Using Pluronic F127 and P104 micellar solutions to solubilize antineoplastic drugs resulted in the following improvements: (a) The water solubility of DOCE and DOXO-B drugs was significantly augmented. The solubility of DOCE increased by a factor of 43 and that of DOXO-B by a factor of 21 when Pluronic F127 micelles were used as nanocarriers; when using a Pluronic P104 micellar solution, the solubility of DOCE increased by a factor of 147 and that of DOXO-B by a factor of 61; (b) As most of the drug is encapsulated inside the polymeric micelles, the loss of drug would be minimal before reaching the diseased tumoral area; (c) Due to the hydrophilic micellar shell, the clearance of the drug by the reticuloendothelial system is prevented; (d) After 40 h, the amount of drug release from the micelles still continues, which allows its accumulation in tumors; in addition, it was observed that the release rate is faster at acidic pH (5.5) than at approximately neutral pH, and that the drug release follows the Korsmeyer–Peppas model.

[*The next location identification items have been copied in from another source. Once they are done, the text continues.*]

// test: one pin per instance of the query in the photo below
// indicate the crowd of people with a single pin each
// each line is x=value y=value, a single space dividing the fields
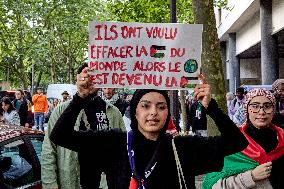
x=134 y=144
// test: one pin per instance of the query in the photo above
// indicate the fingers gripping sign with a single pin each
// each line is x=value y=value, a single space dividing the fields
x=84 y=83
x=202 y=91
x=262 y=171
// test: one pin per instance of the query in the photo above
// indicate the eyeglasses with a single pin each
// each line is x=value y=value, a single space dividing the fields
x=279 y=90
x=267 y=107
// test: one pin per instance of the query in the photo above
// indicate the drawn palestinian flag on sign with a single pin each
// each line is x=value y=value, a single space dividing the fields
x=155 y=51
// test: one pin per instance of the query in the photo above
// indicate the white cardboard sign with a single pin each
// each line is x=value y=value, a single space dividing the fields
x=144 y=55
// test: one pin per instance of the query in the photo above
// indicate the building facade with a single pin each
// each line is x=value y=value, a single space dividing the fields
x=252 y=41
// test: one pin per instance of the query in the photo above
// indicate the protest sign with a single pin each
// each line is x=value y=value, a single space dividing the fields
x=144 y=55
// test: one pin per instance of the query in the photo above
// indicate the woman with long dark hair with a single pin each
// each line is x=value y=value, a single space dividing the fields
x=147 y=157
x=260 y=165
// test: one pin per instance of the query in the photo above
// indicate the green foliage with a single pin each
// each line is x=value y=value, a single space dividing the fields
x=52 y=35
x=149 y=11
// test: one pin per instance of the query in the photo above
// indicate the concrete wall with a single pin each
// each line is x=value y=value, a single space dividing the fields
x=250 y=68
x=277 y=15
x=249 y=35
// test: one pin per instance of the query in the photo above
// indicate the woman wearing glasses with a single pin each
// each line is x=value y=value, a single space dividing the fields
x=261 y=164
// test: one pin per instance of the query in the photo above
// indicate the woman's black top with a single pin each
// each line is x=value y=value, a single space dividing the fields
x=108 y=149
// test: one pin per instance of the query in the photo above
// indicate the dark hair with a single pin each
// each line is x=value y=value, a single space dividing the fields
x=6 y=100
x=241 y=90
x=21 y=91
x=138 y=94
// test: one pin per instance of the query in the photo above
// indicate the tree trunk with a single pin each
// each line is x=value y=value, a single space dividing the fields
x=203 y=12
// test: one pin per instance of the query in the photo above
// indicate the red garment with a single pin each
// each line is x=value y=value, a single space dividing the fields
x=257 y=153
x=171 y=125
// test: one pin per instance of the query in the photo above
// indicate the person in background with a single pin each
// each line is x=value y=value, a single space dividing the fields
x=237 y=101
x=21 y=105
x=110 y=96
x=196 y=119
x=40 y=109
x=59 y=166
x=145 y=156
x=229 y=97
x=260 y=165
x=278 y=88
x=9 y=114
x=65 y=96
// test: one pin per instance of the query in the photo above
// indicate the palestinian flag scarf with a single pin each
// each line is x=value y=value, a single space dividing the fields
x=246 y=160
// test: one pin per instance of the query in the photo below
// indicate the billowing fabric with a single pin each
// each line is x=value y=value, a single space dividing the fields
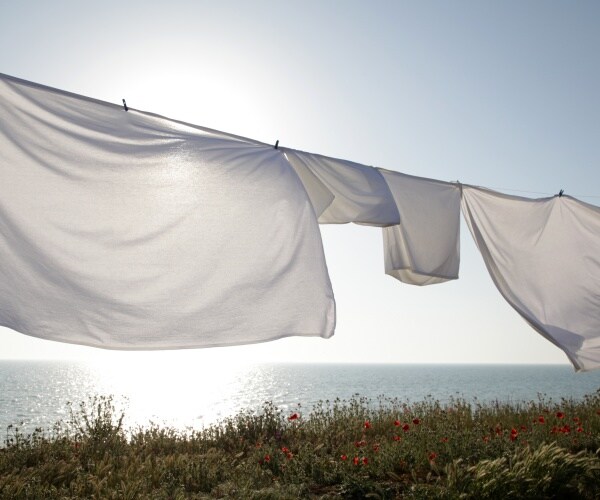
x=544 y=257
x=424 y=248
x=127 y=230
x=343 y=191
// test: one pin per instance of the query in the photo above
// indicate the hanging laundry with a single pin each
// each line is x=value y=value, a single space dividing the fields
x=126 y=230
x=343 y=191
x=544 y=257
x=424 y=248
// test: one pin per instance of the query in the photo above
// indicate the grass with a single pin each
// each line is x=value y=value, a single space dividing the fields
x=351 y=449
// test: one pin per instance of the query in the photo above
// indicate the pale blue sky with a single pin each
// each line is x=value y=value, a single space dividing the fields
x=499 y=94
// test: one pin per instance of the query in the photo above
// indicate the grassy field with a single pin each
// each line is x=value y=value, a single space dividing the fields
x=351 y=449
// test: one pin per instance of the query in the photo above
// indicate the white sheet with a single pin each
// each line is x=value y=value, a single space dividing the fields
x=544 y=257
x=127 y=230
x=343 y=191
x=424 y=248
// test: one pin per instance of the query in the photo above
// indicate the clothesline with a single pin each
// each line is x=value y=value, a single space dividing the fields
x=540 y=192
x=128 y=230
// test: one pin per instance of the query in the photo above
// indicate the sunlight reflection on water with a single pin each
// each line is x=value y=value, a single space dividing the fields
x=187 y=395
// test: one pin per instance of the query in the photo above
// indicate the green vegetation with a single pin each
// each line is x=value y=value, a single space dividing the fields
x=352 y=449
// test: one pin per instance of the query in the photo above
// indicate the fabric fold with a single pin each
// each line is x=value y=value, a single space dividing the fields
x=343 y=191
x=544 y=257
x=424 y=249
x=126 y=230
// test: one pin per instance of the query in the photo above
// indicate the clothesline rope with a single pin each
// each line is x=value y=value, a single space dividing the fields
x=541 y=192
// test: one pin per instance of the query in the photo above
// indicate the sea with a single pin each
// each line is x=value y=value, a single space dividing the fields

Nowadays, several research groups are currently revisiting multidrug therapies against cancer, using drugs with non-overlapping action mechanisms. However, there is still uncertainty if the combination of drugs in a single carrier can outperform the free or individual drug carriers. In this work, DOXO and DOCE drugs loaded in Pluronic F127 and P104 micelles showed lower IC₅₀ values than those reported by other researchers using polymeric nanoparticles, dendrimers or lipid nanoemulsions as alternative carriers, which highlights the importance of the nanoformulation to be used.

Furthermore, the P104_DOCE-DOXO-B micellar system showed synergism by having a higher growth inhibitory capacity than P104 micelles encapsulating either of the single drugs. However, no synergism was observed in the F127_DOCE-DOXO-B micellar system, whereas the F127_ DOCE system had the highest cell-growth-inhibition capacity. Globally, such positive results open the panorama and provide opportunities to explore a broader range of combination ratios by the encapsulation of multiple drugs in a nanomedical formulation.